13 Aralık 2024 - Cuma

Kauçuk yaprağında fare buğulamasına ne dersiniz?

Yazar - Cennet Yüzer Cankılıç
Okuma Süresi: 8 dk.
31 okunma
Cennet Yüzer Cankılıç

Cennet Yüzer Cankılıç

cankilic@ritimhaber.com -
Google News

Biliyorum başlık hiç de iç açıcı değil. İster inanın ister inanmayın ama tam da böyle. DOSABSİAD Başkanı Nilüfer Çevikel Orta Afrika ziyareti sırasında sosyal medyasında paylaşınca benim de dikkatimi çekti. Yerli halkın elinde kauçuk içinde fareyi gösterdiği fotoyu paylaşırken “fare pişti” dedi. Sadece fare mi? bilumum hayvan (maymun da) ve börtü böcek.

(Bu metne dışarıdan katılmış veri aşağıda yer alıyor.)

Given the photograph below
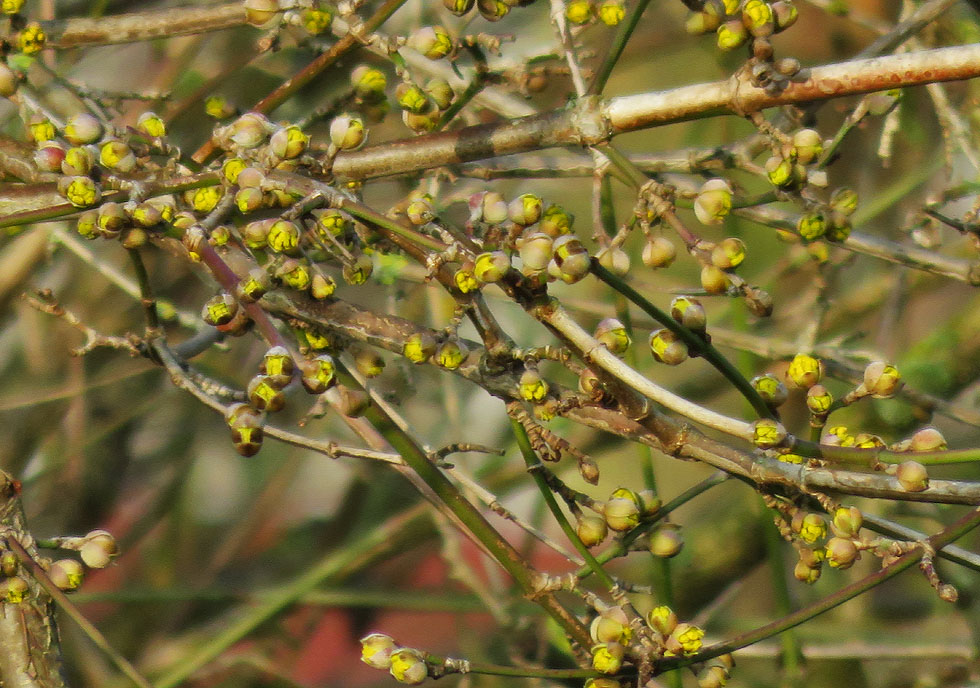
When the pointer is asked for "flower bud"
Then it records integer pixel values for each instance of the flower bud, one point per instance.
(608, 658)
(612, 334)
(369, 83)
(810, 527)
(10, 564)
(712, 676)
(611, 12)
(219, 309)
(451, 354)
(927, 439)
(491, 266)
(320, 374)
(459, 7)
(783, 172)
(264, 394)
(465, 279)
(601, 682)
(295, 274)
(808, 145)
(732, 34)
(49, 156)
(841, 553)
(260, 12)
(412, 98)
(283, 236)
(316, 20)
(819, 400)
(205, 199)
(662, 619)
(591, 529)
(535, 251)
(67, 574)
(81, 192)
(571, 258)
(666, 541)
(689, 312)
(14, 590)
(667, 348)
(713, 202)
(659, 252)
(432, 41)
(611, 626)
(865, 440)
(621, 513)
(768, 433)
(78, 161)
(359, 271)
(685, 639)
(844, 200)
(804, 371)
(772, 391)
(151, 124)
(99, 549)
(11, 6)
(556, 221)
(812, 225)
(347, 132)
(408, 666)
(40, 128)
(912, 476)
(440, 92)
(785, 14)
(578, 11)
(532, 387)
(322, 286)
(288, 142)
(805, 573)
(882, 380)
(650, 503)
(82, 128)
(489, 207)
(376, 650)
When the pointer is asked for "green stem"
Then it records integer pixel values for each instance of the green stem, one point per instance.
(792, 651)
(622, 546)
(535, 467)
(964, 525)
(505, 554)
(617, 47)
(524, 672)
(474, 87)
(335, 565)
(146, 292)
(693, 341)
(875, 455)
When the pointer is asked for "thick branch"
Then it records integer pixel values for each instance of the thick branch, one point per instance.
(589, 121)
(142, 26)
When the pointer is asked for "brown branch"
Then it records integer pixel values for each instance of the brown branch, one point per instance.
(29, 653)
(142, 26)
(591, 121)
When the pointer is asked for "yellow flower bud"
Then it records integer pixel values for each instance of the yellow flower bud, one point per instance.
(804, 371)
(608, 658)
(376, 650)
(31, 39)
(408, 666)
(532, 387)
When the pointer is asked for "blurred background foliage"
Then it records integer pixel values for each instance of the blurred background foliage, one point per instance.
(106, 441)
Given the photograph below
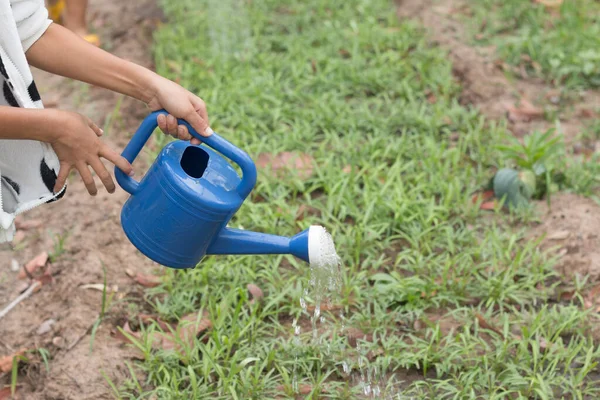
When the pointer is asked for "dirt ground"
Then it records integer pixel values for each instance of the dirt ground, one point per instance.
(569, 226)
(94, 237)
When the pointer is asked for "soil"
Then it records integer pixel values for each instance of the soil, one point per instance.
(93, 237)
(569, 225)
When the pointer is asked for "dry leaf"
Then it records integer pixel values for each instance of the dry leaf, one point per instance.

Kauçuk yaprağında fare buğulamasına ne dersiniz? pic.twitter.com/KfrW169fr2

— ogastehaber (@ogastehaber) December 12, 2024

Tabii o bölgenin yerli halkı için bizim hiç de tasvip etmediğimiz bu yiyecekler çok değerli olabilir ama, asıl değerli olan fotoğraflara yansımayan toprağın altındaki dünyanın en zengin maden yatakları.

 

Nereden mi bahsediyorum?

Orta Afrika’nın Ekvator bölgesinde balta girmemiş ormanlarına sahip olan Gabon, Kamerun ve içinde pek çok ismini dahi bilmediğimiz küçük devletçikleri barındıran Orta Afrika Cumhuriyeti’nden oluşan coğrafya. Açıkçası ben de bu bölgenin zengin maden yataklarına sahip olduğunu ve bu yüzden 200 yıl Fransa başta olmak üzere İngiltere ve Almanya sömürgesinde talan edildiğini, şimdi de Çin’in iştahını kabarttığını bilmiyordum. DOSABSİAD Başkanı Nilüfer Çevikel’in 7 kişilik bir iş arkadaşı grubuyla 16 gün bu coğrafyadaki turistik gezide sosyal medyasından yaptığı ilginç paylaşımları dikkatimi çekti. Ülkeye dönüşünde de kendisini aradım ve izlenimlerini aldım.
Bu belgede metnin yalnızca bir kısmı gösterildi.